Abstract:Radar is more resilient to adverse weather and lighting conditions than visual and Lidar simultaneous localization and mapping (SLAM). However, most radar SLAM pipelines still rely heavily on frame-to-frame odometry, which leads to substantial drift. While loop closure can correct long-term errors, it requires revisiting places and relies on robust place recognition. In contrast, visual odometry methods typically leverage bundle adjustment (BA) to jointly optimize poses and map within a local window.
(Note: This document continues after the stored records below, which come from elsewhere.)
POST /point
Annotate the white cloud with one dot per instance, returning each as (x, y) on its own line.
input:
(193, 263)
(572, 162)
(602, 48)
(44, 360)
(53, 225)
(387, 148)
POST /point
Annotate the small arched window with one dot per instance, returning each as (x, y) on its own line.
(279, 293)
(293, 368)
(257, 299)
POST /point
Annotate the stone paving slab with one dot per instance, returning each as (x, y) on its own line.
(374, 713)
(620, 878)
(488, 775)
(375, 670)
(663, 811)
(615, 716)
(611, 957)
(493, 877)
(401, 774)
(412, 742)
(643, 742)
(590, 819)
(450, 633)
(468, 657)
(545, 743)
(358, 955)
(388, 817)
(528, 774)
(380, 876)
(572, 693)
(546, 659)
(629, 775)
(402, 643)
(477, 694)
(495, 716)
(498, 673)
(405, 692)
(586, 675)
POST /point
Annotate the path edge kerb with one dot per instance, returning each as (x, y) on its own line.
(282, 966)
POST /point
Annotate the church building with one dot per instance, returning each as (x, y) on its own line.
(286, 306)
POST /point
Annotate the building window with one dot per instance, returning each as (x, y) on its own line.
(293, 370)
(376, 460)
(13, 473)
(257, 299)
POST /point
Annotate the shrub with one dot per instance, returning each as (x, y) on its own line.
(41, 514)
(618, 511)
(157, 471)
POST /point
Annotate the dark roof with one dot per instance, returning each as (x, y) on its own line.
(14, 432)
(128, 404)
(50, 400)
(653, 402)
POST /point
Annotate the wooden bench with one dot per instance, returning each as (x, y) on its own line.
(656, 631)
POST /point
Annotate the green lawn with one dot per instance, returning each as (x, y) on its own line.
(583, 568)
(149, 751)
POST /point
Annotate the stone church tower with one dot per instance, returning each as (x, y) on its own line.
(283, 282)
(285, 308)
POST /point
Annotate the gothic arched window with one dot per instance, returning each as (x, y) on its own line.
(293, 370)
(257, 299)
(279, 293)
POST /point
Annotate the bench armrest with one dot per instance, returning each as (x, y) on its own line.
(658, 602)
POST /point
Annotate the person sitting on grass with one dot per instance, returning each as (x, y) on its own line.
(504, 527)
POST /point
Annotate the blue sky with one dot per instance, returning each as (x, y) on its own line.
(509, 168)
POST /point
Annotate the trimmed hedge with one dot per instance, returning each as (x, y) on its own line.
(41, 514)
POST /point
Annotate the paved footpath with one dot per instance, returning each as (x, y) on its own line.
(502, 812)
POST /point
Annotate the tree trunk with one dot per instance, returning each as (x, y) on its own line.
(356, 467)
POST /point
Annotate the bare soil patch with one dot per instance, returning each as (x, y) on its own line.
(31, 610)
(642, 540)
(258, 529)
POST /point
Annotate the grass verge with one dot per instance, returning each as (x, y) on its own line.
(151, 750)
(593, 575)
However, an equivalent BA formulation for radar has remained largely unexplored. We present the first radar BA framework enabled by Gaussian Splatting (GS), a dense and differentiable scene representation. Our method jointly optimizes radar sensor poses and scene geometry using full range-azimuth-Doppler data, bringing the benefits of multi-frame BA to radar for the first time. When integrated with an existing radar-inertial odometry frontend, our approach significantly reduces pose drift and improves robustness. Across multiple indoor scenes, our radar BA achieves substantial gains over the prior radar-inertial odometry, reducing average absolute translational and rotational errors by 90% and 80%, respectively.